Tanto o conceito de “natureza positiva” quanto o de “soluções baseadas na natureza”, o SBN, se baseiam em compensar, sejam as emissões atuais de CO2 ou os ecossistemas que querem destruir, o que supõe que um tipo de ecossistema possa ser compensado com outros, sem levar em conta a sua capacidade de absorção de CO2, a complexidade de organismos que existe em cada ecossistema, o caráter único de cada espécie ou o território sagrado para os povos indígenas. Tal compensação é uma “solução” para as empresas que querem manter seus benefícios e seguir minando a biodiversidade com a desculpa de que sua destruição é sustentável porque se compensará em outro lugar. O conceito não só é totalmente errôneo, como não é realista. Na realidade, compensar dessa forma requer grandes extensões de terras para capturar carbono, que excedem a superfície de terras disponíveis a nível mundial.
Permitir a compensação de emissões dá para as empresas um passe livre para seguir arrasando o meio ambiente apesar da emergência climática e da perda exacerbada de biodiversidade. Muitos dos projetos baseados na natureza não são mais que plantações de monocultivos de árvores, que não aportam nenhuma biodiversidade. Reservar terras para compensar emissões de carbono também compete com a demanda de terras de cultivo do agronegócio.
Porém, alguns poucos projetos pontuais de soluções baseadas na natureza que incluem práticas agroecológicas e a participação de Povos Indígenas e comunidades locais são apresentados em folhetos atrativos, em todas as cores, e afirmam falsamente que as soluções baseadas na natureza representam uma mudança de significado para o clima e a biodiversidade.
Ao mesmo tempo, ambos conceitos empresariais representam uma grande carga para os Povos Indígenas e para as comunidades locais. Muitos projetos de compensação acontecem em suas terras e frequentemente os expulsam de seus territórios. As empresas tendem a afirmar que o uso da terra feito pelas comunidades nativas prejudica a biodiversidade, ainda que seja demonstrado o contrário. Cerca de 80% do remanescente de biodiversidade terrestre se preservou graças aos povos indígenas e comunidades locais, apesar das violações de seus direitos e o assassinato de defensores e defensoras ambientais.

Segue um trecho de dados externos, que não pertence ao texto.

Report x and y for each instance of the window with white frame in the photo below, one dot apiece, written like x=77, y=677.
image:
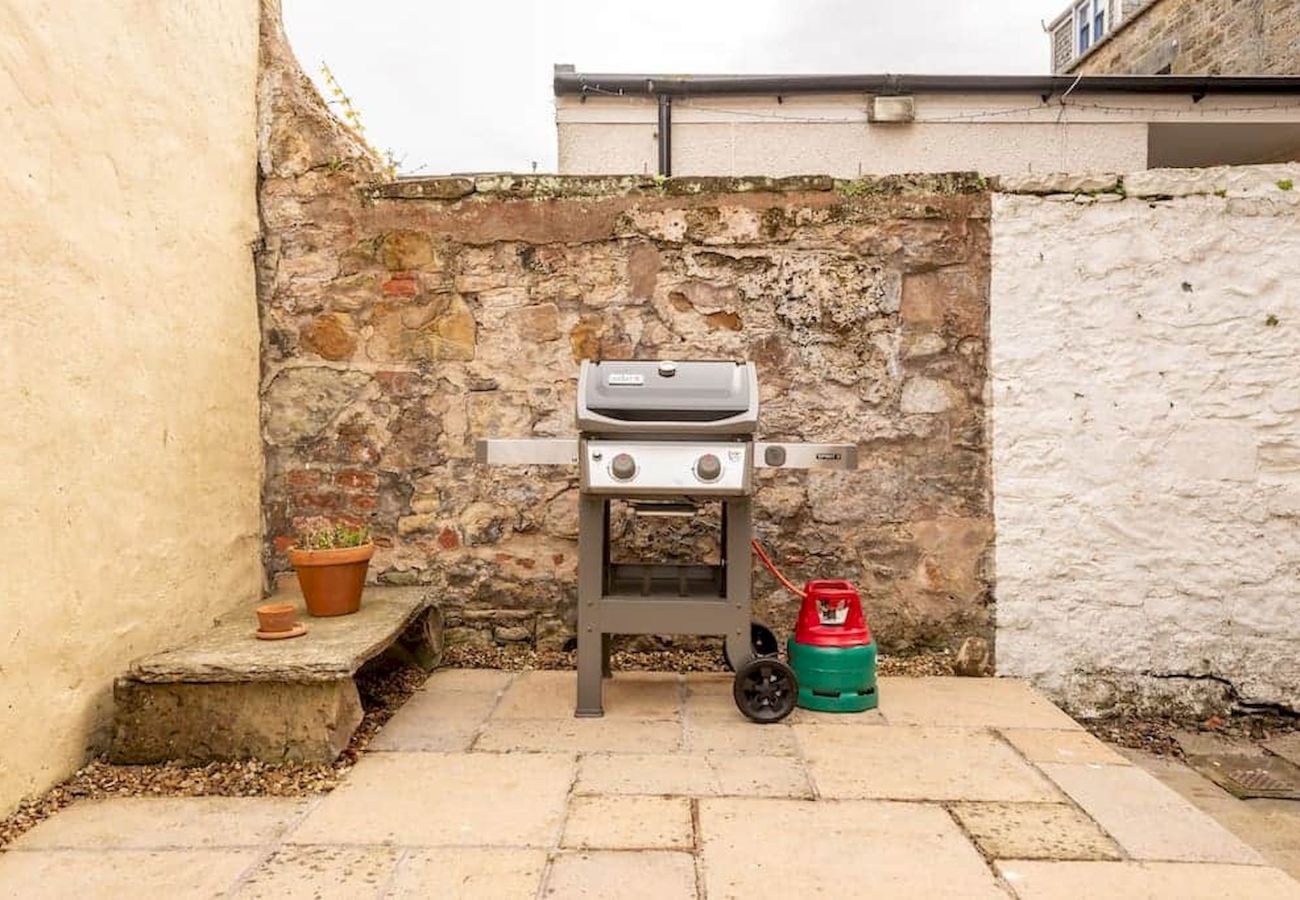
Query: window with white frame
x=1090, y=24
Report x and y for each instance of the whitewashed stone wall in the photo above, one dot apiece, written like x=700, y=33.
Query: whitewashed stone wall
x=1145, y=394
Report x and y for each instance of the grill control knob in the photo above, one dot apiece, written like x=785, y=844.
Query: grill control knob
x=709, y=467
x=623, y=466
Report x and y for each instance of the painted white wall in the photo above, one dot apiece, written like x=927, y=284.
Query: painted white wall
x=1145, y=407
x=130, y=457
x=993, y=134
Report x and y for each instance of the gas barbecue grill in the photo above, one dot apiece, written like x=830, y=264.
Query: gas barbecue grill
x=663, y=437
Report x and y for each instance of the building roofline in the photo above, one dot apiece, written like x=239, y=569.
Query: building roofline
x=570, y=82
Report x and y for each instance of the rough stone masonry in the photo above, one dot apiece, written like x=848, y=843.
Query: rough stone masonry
x=403, y=320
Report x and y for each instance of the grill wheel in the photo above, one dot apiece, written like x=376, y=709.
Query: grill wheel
x=766, y=689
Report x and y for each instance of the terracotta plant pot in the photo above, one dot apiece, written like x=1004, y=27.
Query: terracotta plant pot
x=332, y=580
x=274, y=618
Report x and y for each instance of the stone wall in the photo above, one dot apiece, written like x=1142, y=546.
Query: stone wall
x=403, y=321
x=1201, y=37
x=130, y=467
x=1147, y=437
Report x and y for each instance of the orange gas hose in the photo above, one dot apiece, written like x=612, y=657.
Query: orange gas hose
x=775, y=571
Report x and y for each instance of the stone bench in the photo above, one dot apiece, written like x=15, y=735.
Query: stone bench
x=230, y=696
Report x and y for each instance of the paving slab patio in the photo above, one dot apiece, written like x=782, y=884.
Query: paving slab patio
x=485, y=786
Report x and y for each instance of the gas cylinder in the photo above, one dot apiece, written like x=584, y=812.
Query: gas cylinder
x=831, y=652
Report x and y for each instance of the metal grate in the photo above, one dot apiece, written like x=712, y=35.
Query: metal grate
x=1062, y=44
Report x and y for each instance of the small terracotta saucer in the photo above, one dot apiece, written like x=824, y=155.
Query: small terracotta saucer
x=297, y=631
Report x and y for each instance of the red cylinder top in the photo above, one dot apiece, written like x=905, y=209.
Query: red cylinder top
x=831, y=615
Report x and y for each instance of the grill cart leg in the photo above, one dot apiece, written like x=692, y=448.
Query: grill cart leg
x=737, y=565
x=592, y=643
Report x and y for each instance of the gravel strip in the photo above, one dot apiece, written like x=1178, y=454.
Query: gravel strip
x=1160, y=735
x=382, y=692
x=676, y=660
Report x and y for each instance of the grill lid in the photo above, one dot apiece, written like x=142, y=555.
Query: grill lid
x=661, y=394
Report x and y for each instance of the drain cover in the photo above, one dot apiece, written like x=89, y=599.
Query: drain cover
x=1259, y=780
x=1259, y=775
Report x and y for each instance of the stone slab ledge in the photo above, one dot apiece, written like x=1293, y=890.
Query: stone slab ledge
x=332, y=649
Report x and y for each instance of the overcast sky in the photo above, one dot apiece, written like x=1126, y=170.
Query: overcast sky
x=467, y=86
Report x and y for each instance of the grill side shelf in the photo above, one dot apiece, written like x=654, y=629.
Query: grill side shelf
x=527, y=451
x=843, y=457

Embora a destruição de ecossistemas faça parte de uma crise mundial que temos que resolver, não é apenas uma questão técnica, como também de justiça. Necessitamos um Marco Mundial da Biodiversidade com políticas ambientais rigorosas que garanta que o mundo volte a viver dentro de limites planetários. As empresas têm que ser submetidas a uma regulamentação rigorosa, ao invés de ser permitido que criem as suas próprias medidas para evitarem as responsabilidades. Mas, antes de qualquer coisa, é preciso proteção aos direitos dos povos indígenas e comunidades locais, que são os verdadeiros guardiões que protegem a biodiversidade.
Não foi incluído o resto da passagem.